Before the Last Curtain Falls was composed of many intriguing scenes. I believe the issue of heteronormativity that is apparent within the documentary and within society is expressed well in a scene when a man describes his mothers last words as “be who you are, but do not cut into your skin.” The man listened to his mother and did not proceed with surgery to transition from male to female. This scene was powerful to me because of the contradiction in the statement. Society provides the notion of acceptance yet, places a threshold on the acceptance once it succeeds the boundaries of comfort. This follows the theme of heteronormativity because the mother believes that the act of her son transitioning will change who he is. In reality transitioning into what one feels they are meant to be is more natural than suppression.
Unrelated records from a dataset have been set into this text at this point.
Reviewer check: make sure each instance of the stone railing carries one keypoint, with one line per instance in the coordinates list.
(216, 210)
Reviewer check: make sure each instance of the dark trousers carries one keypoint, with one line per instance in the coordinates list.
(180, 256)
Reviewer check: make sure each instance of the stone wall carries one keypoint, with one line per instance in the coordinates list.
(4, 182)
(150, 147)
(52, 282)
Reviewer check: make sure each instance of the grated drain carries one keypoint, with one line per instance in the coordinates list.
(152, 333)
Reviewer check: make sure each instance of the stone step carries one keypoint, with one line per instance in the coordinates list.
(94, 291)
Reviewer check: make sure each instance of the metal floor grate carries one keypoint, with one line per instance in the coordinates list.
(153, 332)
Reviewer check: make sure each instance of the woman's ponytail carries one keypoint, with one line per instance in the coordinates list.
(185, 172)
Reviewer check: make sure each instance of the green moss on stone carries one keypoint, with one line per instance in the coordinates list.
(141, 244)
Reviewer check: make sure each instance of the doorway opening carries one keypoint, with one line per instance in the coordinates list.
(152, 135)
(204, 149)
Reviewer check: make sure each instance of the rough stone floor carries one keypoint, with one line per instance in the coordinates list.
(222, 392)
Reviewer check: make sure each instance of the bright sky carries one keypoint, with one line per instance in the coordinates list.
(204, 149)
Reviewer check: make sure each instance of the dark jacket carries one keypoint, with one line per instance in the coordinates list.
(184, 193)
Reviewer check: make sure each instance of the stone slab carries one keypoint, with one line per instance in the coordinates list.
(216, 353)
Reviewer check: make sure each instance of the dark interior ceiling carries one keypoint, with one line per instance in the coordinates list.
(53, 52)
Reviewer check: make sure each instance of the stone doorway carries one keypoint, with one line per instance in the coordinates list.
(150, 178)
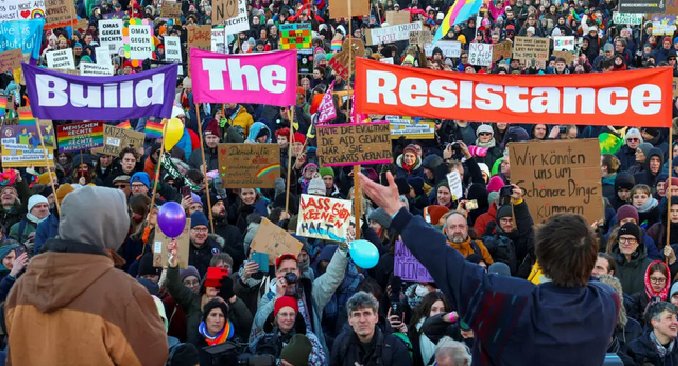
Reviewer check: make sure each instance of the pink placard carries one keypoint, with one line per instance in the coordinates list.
(262, 78)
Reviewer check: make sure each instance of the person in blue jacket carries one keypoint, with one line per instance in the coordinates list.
(568, 321)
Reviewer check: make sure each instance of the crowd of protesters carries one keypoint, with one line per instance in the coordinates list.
(81, 264)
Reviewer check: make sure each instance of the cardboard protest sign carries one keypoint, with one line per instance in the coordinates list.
(480, 54)
(451, 49)
(161, 241)
(395, 17)
(391, 34)
(61, 59)
(223, 10)
(415, 129)
(60, 13)
(200, 36)
(351, 144)
(407, 267)
(10, 60)
(339, 9)
(502, 50)
(323, 217)
(274, 241)
(295, 36)
(171, 9)
(527, 49)
(559, 176)
(80, 136)
(249, 165)
(116, 139)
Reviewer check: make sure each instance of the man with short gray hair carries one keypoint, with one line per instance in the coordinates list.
(365, 344)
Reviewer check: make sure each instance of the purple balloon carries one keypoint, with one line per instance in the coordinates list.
(171, 219)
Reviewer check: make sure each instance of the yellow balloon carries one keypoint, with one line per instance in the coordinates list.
(173, 132)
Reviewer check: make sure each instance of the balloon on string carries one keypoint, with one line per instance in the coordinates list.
(171, 219)
(364, 253)
(173, 133)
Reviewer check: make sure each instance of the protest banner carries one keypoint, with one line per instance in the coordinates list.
(563, 43)
(80, 136)
(295, 36)
(270, 78)
(559, 176)
(391, 34)
(55, 95)
(339, 9)
(407, 267)
(89, 69)
(10, 60)
(224, 10)
(249, 165)
(396, 17)
(170, 9)
(642, 6)
(110, 35)
(23, 34)
(161, 241)
(21, 9)
(480, 54)
(274, 241)
(352, 144)
(323, 217)
(60, 13)
(61, 59)
(415, 129)
(451, 49)
(21, 147)
(239, 23)
(141, 44)
(595, 99)
(527, 49)
(421, 38)
(502, 50)
(627, 19)
(200, 36)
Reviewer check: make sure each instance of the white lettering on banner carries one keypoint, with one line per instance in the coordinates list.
(643, 99)
(273, 77)
(56, 92)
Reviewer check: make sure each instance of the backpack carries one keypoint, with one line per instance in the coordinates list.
(502, 250)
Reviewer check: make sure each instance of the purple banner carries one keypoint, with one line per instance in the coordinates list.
(55, 95)
(407, 267)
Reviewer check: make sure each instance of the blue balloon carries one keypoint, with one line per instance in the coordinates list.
(364, 253)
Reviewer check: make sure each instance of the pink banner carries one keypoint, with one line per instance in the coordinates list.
(262, 78)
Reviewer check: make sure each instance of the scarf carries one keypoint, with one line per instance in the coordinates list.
(226, 333)
(649, 291)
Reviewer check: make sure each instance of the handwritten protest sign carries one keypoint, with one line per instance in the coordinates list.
(480, 54)
(161, 241)
(559, 176)
(350, 144)
(407, 267)
(323, 217)
(274, 241)
(527, 49)
(249, 165)
(80, 136)
(391, 34)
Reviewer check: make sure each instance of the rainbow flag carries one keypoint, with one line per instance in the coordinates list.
(153, 130)
(457, 14)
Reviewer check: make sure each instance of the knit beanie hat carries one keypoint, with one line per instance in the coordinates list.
(199, 219)
(297, 351)
(285, 301)
(627, 211)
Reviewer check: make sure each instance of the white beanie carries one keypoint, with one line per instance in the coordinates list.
(36, 199)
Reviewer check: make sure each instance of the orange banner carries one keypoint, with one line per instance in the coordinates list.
(635, 97)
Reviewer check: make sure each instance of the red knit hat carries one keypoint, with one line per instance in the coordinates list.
(285, 301)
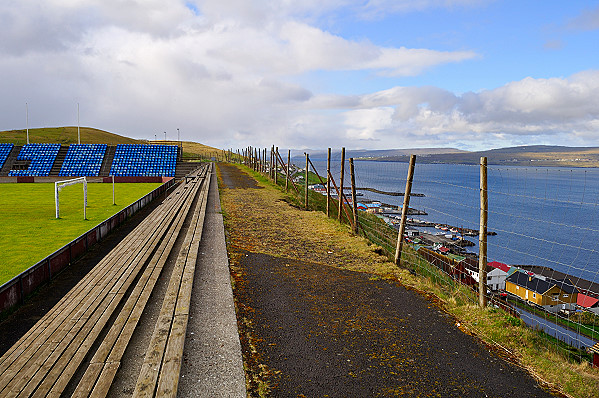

Overall, the Reelout Queer Film and Video Festival was a great experience. I attempted to attend In the Turn and The Dog. Unfortunately, both films were sold out at the door. Before the Last Curtain Falls was one of a small selection of films that I could choose from. I was impressed with the outcome of the documentary as it provoked thoughts on many issues while simultaneously providing light-hearted laughs. I believe Reelout is a great resource for the Kingston to learn and experience the LGBTQ community. One aspect I found intriguing was that the Canadian Cancer Society had an ad to promote health and safety amongst transsexuals. I believe this is extremely practical, as transmen and transwomen should have equal opportunities for health care without judgment.

Works Cited

Aulette, Judy Root., Judith G. Wittner, and Kristin Blakely. “Gendered Worlds. 3rd ed.” New York: Oxford UP, 2014. Print.

“International Documentary Film Festival Amsterdam.” IDFA RSS. Press Materials, 2014. Web. 11 Feb. 2015.